Toda una vida perdido en Atapuerca


Mario Modesto Mata / Fundación Atapuerca

Era viernes, más exactamente el 31 de mayo de 1997. Ese día fue un antes y un después en mi corto periodo de vida. Fue la primera vez que leí la palabra Atapuerca en el extinto Diario 16 con motivo de la publicación en Science de la especie Homo antecessor. Contaba en aquella fecha con apenas 11 años y 5 meses de edad, pero esa palabra, Atapuerca, se me quedó grabada a fuego en mi mente. Y lo más importante: lo continúa estando después de 22 años, aun si cabe, con más fuerza que nunca. La paleontología humana, con Atapuerca como exponente incuestionable, es una fuente continua de motivación por el trabajo preciso, minucioso y científico que ahí se realiza.

Desde que visité los yacimientos por primera vez, el 3 de julio de 1999, prácticamente no ha habido ninguna campaña que no haya trabajado en las excavaciones, incluyendo el año 2001, cuando el “niño de Atapuerca” participó, ejem, durante la primera quincena de julio en el lavado de sedimentos. Finalmente obtuve una licenciatura, un máster y un doctorado en uno de los temas que más me motivan: el desarrollo y la histología dental de los homininos de Atapuerca. Mis directores de tesis, José María Bermúdez de Castro y Christopher Dean, fueron mi faro en estos años, pero sin duda el Grupo de Antropología Dental del Centro Nacional de Investigación sobre la Evolución Humana (CENIEH) ha sido un auténtico baluarte en mi formación y aprendizaje como científico. Ahora se abre una etapa diferente, posdoctoral, competitiva y difícil, pero igualmente motivadora.

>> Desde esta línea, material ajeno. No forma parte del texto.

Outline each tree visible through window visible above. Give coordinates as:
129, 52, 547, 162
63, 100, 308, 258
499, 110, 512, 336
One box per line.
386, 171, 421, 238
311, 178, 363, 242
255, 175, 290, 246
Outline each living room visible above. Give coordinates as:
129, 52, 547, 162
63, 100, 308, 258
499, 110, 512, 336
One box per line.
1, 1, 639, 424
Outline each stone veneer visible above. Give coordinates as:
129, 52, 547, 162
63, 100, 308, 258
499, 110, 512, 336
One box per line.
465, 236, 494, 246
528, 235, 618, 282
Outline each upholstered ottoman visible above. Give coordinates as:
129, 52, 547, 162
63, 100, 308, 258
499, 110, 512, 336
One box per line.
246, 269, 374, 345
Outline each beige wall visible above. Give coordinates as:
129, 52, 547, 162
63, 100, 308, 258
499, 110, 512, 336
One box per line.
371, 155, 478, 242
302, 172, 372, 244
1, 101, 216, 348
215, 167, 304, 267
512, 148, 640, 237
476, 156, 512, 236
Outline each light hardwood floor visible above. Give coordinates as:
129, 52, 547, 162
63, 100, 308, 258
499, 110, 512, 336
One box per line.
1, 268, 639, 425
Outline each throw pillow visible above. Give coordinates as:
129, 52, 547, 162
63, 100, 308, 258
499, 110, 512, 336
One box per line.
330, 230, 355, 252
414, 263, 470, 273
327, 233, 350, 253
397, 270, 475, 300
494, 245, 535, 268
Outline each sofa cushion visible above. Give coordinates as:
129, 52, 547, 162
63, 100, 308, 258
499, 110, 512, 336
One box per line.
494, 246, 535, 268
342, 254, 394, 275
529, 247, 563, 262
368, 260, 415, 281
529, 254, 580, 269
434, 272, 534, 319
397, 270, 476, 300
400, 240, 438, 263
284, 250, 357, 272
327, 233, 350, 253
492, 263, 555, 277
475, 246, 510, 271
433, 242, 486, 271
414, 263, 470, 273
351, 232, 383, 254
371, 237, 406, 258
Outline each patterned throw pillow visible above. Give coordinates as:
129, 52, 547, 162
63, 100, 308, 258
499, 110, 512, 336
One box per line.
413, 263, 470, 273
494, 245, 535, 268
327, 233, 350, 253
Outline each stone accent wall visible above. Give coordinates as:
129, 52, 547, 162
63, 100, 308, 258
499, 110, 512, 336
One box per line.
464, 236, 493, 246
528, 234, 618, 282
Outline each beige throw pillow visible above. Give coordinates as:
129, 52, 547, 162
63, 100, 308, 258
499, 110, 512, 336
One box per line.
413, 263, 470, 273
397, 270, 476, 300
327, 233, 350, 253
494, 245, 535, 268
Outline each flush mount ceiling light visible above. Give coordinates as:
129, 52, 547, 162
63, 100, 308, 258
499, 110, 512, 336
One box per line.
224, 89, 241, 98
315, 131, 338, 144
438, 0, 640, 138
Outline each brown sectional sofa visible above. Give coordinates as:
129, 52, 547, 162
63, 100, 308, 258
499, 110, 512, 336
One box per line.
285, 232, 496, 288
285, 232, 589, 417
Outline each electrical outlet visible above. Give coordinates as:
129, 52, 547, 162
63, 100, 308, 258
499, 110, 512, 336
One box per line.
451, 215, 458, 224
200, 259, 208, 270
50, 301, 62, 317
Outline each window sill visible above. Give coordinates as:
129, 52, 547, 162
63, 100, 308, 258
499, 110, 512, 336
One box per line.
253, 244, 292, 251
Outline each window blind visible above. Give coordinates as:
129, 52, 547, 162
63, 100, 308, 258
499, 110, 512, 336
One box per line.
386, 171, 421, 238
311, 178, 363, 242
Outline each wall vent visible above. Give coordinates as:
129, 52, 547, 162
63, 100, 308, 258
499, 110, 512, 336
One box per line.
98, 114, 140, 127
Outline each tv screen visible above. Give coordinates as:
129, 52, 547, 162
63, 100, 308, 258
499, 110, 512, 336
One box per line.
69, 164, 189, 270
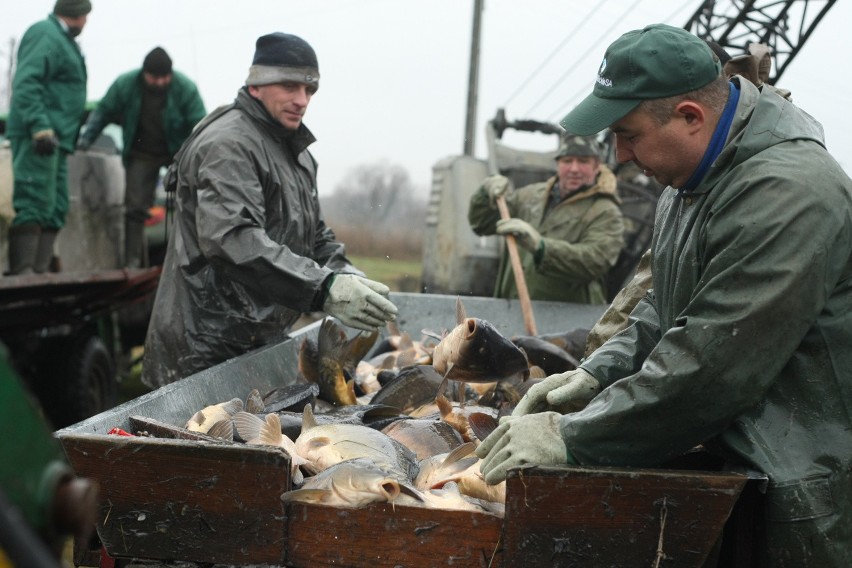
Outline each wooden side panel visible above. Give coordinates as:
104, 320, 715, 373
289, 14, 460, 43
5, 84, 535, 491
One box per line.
502, 465, 747, 568
59, 433, 290, 565
285, 502, 503, 568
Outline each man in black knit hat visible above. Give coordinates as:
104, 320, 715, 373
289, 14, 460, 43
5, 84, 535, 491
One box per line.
5, 0, 91, 275
142, 32, 397, 388
77, 46, 206, 268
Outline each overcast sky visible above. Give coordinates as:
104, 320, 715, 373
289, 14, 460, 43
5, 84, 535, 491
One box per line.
2, 0, 850, 196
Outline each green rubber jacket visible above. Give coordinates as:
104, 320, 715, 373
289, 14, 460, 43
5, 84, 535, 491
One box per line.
573, 79, 852, 565
78, 68, 207, 164
6, 14, 87, 151
468, 166, 624, 303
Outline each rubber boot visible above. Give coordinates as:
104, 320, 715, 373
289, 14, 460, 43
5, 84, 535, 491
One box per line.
124, 220, 145, 268
7, 224, 41, 275
33, 229, 59, 274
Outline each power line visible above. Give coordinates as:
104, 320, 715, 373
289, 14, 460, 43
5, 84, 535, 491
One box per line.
502, 0, 613, 108
522, 0, 647, 118
543, 0, 699, 124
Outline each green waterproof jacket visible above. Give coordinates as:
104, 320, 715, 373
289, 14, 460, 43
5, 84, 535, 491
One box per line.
142, 89, 362, 388
573, 79, 852, 565
468, 166, 624, 303
78, 68, 207, 164
6, 14, 87, 152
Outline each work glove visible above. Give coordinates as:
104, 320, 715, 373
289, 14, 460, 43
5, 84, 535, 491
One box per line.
32, 130, 59, 157
475, 411, 575, 485
322, 274, 398, 332
512, 368, 600, 416
482, 175, 512, 206
496, 218, 542, 253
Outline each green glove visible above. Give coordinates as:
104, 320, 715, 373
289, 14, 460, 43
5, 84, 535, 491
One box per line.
512, 368, 600, 416
482, 175, 511, 206
496, 218, 542, 252
322, 274, 398, 331
475, 411, 572, 485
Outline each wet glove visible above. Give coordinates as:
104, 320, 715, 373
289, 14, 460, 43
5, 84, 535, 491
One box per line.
475, 411, 575, 485
512, 368, 600, 416
32, 130, 59, 157
482, 175, 511, 206
322, 274, 398, 332
496, 218, 542, 253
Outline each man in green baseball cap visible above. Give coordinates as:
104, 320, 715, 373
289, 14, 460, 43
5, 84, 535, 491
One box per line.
476, 23, 852, 566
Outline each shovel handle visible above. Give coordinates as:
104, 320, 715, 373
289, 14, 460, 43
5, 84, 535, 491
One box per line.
496, 195, 538, 335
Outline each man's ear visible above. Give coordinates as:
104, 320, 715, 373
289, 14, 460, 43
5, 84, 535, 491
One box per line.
674, 101, 706, 132
247, 85, 260, 98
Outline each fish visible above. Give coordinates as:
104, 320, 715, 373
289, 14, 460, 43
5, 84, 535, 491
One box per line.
414, 442, 479, 490
185, 397, 244, 434
431, 297, 529, 384
382, 418, 465, 460
280, 458, 424, 507
294, 404, 419, 481
395, 481, 504, 515
262, 382, 320, 414
233, 411, 311, 484
535, 328, 590, 362
368, 365, 446, 413
511, 335, 579, 375
308, 318, 379, 406
435, 389, 499, 443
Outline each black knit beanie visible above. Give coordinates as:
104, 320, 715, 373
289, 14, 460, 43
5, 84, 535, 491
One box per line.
54, 0, 92, 17
143, 47, 173, 77
245, 32, 319, 89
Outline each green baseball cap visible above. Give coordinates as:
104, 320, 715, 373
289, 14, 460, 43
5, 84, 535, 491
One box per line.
561, 24, 722, 136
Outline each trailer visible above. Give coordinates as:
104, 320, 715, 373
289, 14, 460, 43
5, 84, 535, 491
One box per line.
55, 293, 758, 568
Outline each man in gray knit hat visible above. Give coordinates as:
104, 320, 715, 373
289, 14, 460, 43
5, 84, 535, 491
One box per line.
143, 32, 397, 388
5, 0, 91, 274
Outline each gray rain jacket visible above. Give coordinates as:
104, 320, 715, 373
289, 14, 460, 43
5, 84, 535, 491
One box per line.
573, 79, 852, 565
142, 89, 361, 388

Atapuerca y su destacado equipo humano, junto con la vanguardia científica y tecnológica que les caracteriza, son un auténtico modelo a seguir. Y me siento profundamente orgulloso de haber crecido como profesional y como persona junto a vosotros. Su famoso esquema triangular, investigación-formación-divulgación, ha resultado ser una combinación exitosa de la que he tenido la posibilidad de aprender y disfrutar desde todos sus vértices.

Quién me diría a mí que cuando recogía huesos de animales muertos entre los corrales de mi pueblo, Bohonal de Ibor, en Cáceres, iba a acabar estudiando algunos de los fósiles humanos más importantes de nuestra evolución. Gracias Atapuerca. Gracias Equipo. Por otros 22 años a vuestro lado.